Marijuana legalization advocates now have their first senator on record supporting their cause, Oregon’s Jeff Merkley. The first-term Democrat isn’t exactly highlighting the merits of ending prohibition, but Merkley—seeking re-election on Tuesday—will at some point be able to claim bragging rights about being ahead of the curve on an issue in which public opinion is quickly shifting toward legalization.
Merkley, a former state House speaker, recently told Talking Points Memo that he (reluctantly) favors Oregon’s Measure 91, which would legalize recreational marijuana. “I think folks on both sides of the argument make a good case,” Merkley said. “And there is concern about a series of new products—and we don’t have a real track record from Colorado and Washington. But I feel on balance that we spend a lot of money on our criminal justice system in the wrong places and I lean in favor of this ballot measure.”
“Legalization” remains a fuzzy term legally. While Colorado and Washington now have full-blown, state-operated marijuana regulatory machines up and running, the drug remains strictly illegal according to the feds. Marijuana stores usually have to use cash, since banks—almost all federally-chartered—refuse to open checking accounts, lines of credit, etc.
So it’s a big deal to have a U.S. senator speak up in favor of legalization. He joins a handful of House members who back legalization. Supporters range from Colorado liberal Democratic Rep. Jared Polis to conservative Republican Congressman Dana Rohrabacher, known for a quirky libertarian streak. Merkley’s Oregon colleague, Democratic Rep. Earl Blumenauer, is also among the House's most vocal advocates.

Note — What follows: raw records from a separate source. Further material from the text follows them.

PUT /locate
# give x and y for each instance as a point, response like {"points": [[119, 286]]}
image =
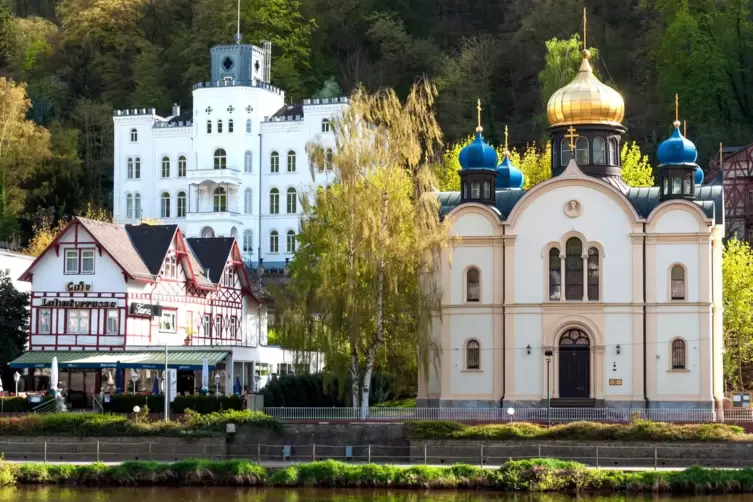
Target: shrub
{"points": [[639, 430]]}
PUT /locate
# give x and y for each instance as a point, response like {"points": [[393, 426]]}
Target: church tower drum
{"points": [[586, 122]]}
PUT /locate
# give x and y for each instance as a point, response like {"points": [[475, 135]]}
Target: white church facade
{"points": [[581, 291], [233, 165]]}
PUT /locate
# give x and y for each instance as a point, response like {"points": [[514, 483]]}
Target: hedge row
{"points": [[201, 404], [546, 475], [639, 430]]}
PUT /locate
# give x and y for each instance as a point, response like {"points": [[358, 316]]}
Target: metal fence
{"points": [[512, 415], [486, 455]]}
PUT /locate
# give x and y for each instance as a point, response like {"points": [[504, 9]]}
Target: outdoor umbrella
{"points": [[54, 376], [204, 376]]}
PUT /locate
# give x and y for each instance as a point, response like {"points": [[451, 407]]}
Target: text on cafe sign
{"points": [[78, 287], [145, 310]]}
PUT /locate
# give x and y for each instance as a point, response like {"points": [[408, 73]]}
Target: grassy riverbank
{"points": [[523, 476]]}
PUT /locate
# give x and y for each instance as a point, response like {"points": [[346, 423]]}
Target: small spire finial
{"points": [[478, 118]]}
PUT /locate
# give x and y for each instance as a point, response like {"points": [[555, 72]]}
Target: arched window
{"points": [[291, 161], [555, 274], [573, 269], [565, 152], [247, 201], [600, 154], [291, 241], [248, 242], [220, 200], [472, 285], [581, 151], [220, 159], [678, 354], [181, 204], [593, 274], [274, 201], [129, 206], [472, 355], [165, 205], [678, 282], [247, 165], [328, 159], [292, 200]]}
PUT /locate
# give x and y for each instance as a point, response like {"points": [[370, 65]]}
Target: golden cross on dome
{"points": [[478, 110], [571, 137]]}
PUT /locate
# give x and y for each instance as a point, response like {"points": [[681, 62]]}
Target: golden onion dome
{"points": [[585, 100]]}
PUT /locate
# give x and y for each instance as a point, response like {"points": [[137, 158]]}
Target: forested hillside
{"points": [[66, 64]]}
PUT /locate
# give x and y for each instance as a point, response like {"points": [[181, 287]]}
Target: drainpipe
{"points": [[645, 362]]}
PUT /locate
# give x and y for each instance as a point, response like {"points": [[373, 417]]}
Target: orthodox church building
{"points": [[582, 289]]}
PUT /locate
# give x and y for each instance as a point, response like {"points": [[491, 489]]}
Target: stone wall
{"points": [[110, 449], [603, 454]]}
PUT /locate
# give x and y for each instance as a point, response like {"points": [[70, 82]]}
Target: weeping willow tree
{"points": [[362, 286]]}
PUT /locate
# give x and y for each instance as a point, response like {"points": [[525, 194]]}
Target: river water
{"points": [[56, 494]]}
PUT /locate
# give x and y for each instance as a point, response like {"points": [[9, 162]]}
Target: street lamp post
{"points": [[548, 354]]}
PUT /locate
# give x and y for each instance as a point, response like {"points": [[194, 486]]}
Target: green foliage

Marijuana legalizers contend the issue is like gay marriage, with public opinion slowly shifting over time and then quickly building up momentum for support. In Oregon, the marijuana ballot measure appears to be leading. A DHM Research poll of 500 likely voters released Oct. 14 showed the proposal ahead with 46 percent of likely voters in favor versus 36 percent against. The poll was conducted Oct. 8 to 11 and had a margin of error of 4.3 percent.
Merkley’s cautious-but-favorable tone on pot legalization doesn’t seem to be hurting him politically. He’s polling strongly against Republican rival Monica Wehby, a surgeon. In at least five polls since the start of September, he’s leading by a margin of eight to 21 percentage points.